というような問題です。(答えは16,25/2乗の数を並べた数列です)

 こういう規則性の問題は、中学入試などでは定番で出題されますが

小学校の通常の指導ではそんなには取り上げられません。

 中学でもそんなに学習をしないジャンルですが、高校受験では新傾向問題などと言われよく聞かれます。

 このタイプの問題は「考える楽しさ」を味わうのに絶好のテーマなので、できれば受験とかに使って欲しくない気がします。

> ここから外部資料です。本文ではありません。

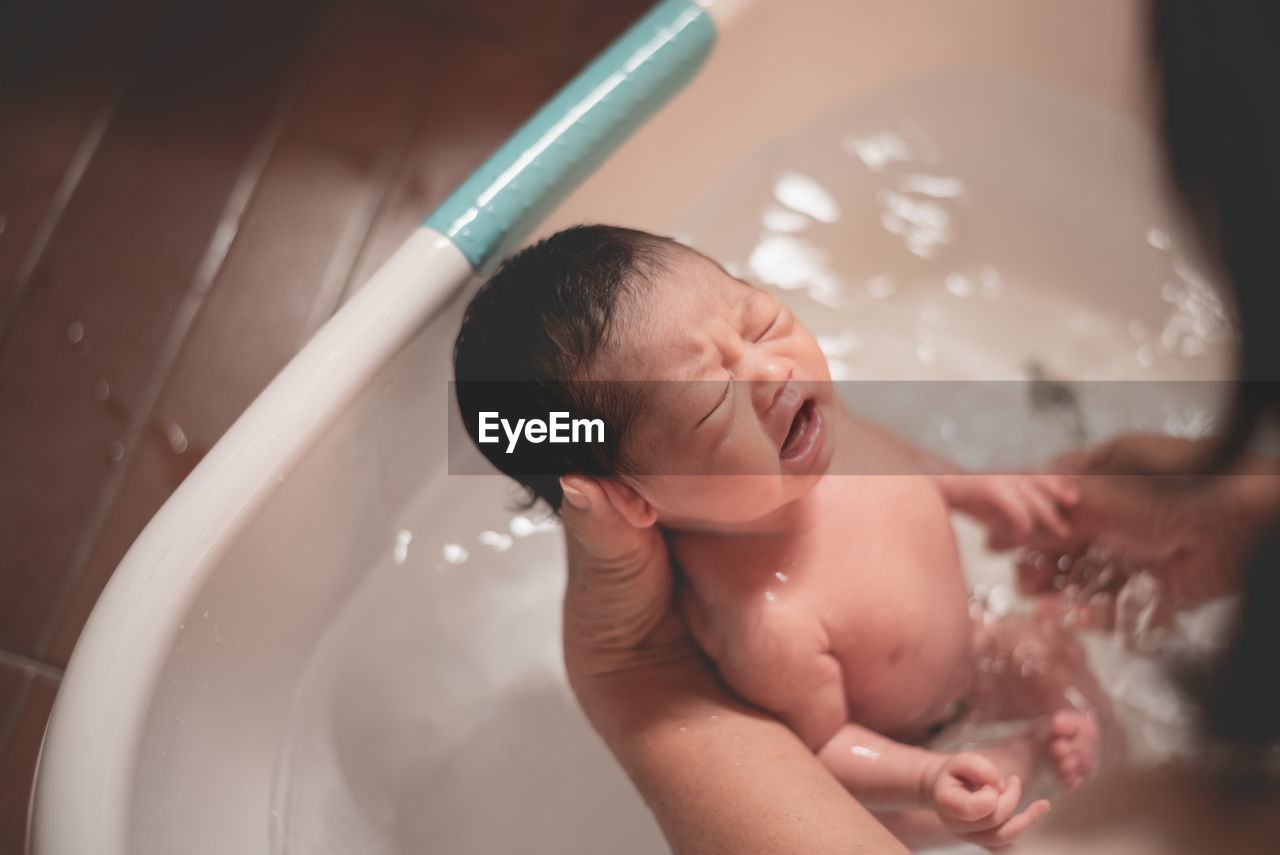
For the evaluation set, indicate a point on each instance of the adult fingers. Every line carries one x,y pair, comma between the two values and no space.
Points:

 ただ、その先の高等数学を学ぶ段階になると、これはいろんな面でかなり役に立つことになります。

 問題の難易度はいくらでも変えられます。

2,3,5,8,12,□,23…  

などというだけでちょっと難しくなります。

(答えは17/ 間の数の変化に注目してください。だんだん増えています)

 どうでしょうか。結構楽しいのではありませんか。

小学生くらいの時期にこういう問題を目を輝かせて解いていくと、本当に数的な能力が伸びるように思います。

だから、もし学校でやらないとしても、ご家庭でやることをお勧めしたい学習だと思います。

発想力を鍛える問題

 これは算数というよりも思考力のテストとして相当有名な問題ですが、

「スイレンの葉の問題」というのがあります。

 あるスイレンの葉は生命力があって、毎日2倍に増えていきます。ある日に葉が4枚であれば翌日は8枚、その次の日は16枚というように倍々と増えていきます。繁殖を始めて48日後に池の全面をスイレンの葉が覆ってしまいました。

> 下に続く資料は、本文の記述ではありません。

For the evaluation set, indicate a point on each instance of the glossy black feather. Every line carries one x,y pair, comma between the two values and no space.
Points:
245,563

 このスイレンの葉が、池のちょうど半分の面積まで池を覆ってしまうのは、繁殖を始めて何日後になるか答えなさい。

という問題です。

 生徒にこの問題の話をすると、一生懸命に生徒は計算をしようとします。

 まず最初に出てくる多数の答えは「24日後」というものです。

授業の場合だと、大抵この日数に反論が出ます。

生徒間で話し合わせるとかなり興味深い意見がたくさんでてきます。

 そんなときの生徒たちの表情は、大変生き生きとしています。

 いわばクイズのようなものなので、当然かもしれませんが

こういう思考力を試す問題こそ、本当は学習において重要な要素を持っているのかも知れません。

 正解は「47日目」です。

 繁殖を始めたスタートの方から考えていくと、正解は出せませんが、全面を覆った48日目から逆に考えれば一瞬で正解にたどり着きます。

 一言で言えば、発想力を試す問題だと言えます。

 過去に相当多くの小学生・中学生・高校生にこの問題を出してみましたが、時間制限をかけて答えさせたことも影響してか、一発で正解を言い当てた生徒は過去に2人しかいませんでした。

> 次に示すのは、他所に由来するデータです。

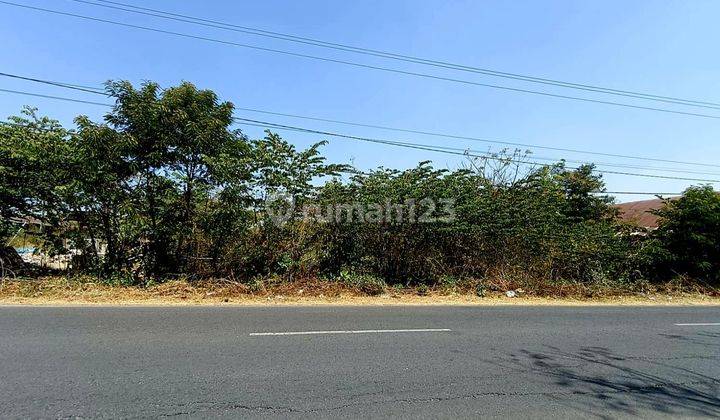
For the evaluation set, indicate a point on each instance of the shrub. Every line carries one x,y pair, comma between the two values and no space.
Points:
364,283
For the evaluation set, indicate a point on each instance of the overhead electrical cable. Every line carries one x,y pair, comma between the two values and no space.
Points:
404,130
360,65
390,55
443,150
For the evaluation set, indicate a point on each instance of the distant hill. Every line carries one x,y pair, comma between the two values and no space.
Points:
639,212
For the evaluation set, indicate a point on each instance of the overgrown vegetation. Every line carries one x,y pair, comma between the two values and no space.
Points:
165,188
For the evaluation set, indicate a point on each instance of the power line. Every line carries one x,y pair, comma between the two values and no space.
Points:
426,133
533,159
82,88
417,146
444,150
389,55
356,172
359,65
59,98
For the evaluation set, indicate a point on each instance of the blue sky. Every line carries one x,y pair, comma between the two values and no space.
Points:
661,47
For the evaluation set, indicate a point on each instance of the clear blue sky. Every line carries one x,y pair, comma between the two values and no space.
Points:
662,47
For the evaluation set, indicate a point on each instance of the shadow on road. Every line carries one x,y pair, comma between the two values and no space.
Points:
601,383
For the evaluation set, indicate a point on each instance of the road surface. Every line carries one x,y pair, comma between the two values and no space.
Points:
428,362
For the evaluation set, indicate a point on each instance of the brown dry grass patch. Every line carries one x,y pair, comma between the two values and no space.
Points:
64,291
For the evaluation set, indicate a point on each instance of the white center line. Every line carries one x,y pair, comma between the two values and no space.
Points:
352,332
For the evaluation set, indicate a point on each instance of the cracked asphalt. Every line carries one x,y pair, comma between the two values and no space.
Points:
199,362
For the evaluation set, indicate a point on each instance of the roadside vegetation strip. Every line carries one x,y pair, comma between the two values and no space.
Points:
417,330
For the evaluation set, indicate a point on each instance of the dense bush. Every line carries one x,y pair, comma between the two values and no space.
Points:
163,187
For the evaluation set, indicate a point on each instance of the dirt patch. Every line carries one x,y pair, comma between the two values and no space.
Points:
64,291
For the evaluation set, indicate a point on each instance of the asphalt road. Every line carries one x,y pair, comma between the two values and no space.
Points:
494,362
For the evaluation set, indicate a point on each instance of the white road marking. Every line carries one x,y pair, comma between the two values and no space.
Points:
353,332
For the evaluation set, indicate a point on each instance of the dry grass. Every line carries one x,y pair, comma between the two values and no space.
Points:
66,291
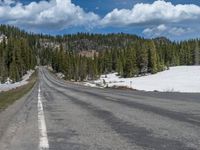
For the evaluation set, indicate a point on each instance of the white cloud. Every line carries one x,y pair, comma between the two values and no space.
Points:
163,30
159,18
53,14
159,12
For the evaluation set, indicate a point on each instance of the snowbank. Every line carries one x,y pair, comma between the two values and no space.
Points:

 それくらい柔軟な発想力というのは得難いものだということになるでしょうか。

 ちなみにその正解者のうちの1人は、後に東大に合格しています。

 勉強というものは「わかる楽しさ」があれば、どんなに難しい内容になってもその推進力を失わずやっていけるものだと思います。

しかし、一旦ルーティンな片付け仕事になってしまえば、推進力は失われてしまうことがあります。

 興味を持って取り組めることは、学校の勉強の外にあることも多いです。

 少し視野を広げて「考える楽しさ」を味わうようにすることが、先々へ向けては大きな効果を生むことがあると思います。

寄り道のように見えて、実は近道ということはよくあるのです。

 特に小学生くらいの学習では、目の前のテストの得点に一喜一憂することよりも、長期的な展望を持って学習と言うものを考えていくことが重要です。

 好奇心を広く持ち、考える楽しさを良く知る生徒は、必ず後に伸びてきます。

 焦らずそういう視点を持ってお子さんの学習を見つめてあげてください。

 今後も皆さんのお役に立つ情報をアップしていきます。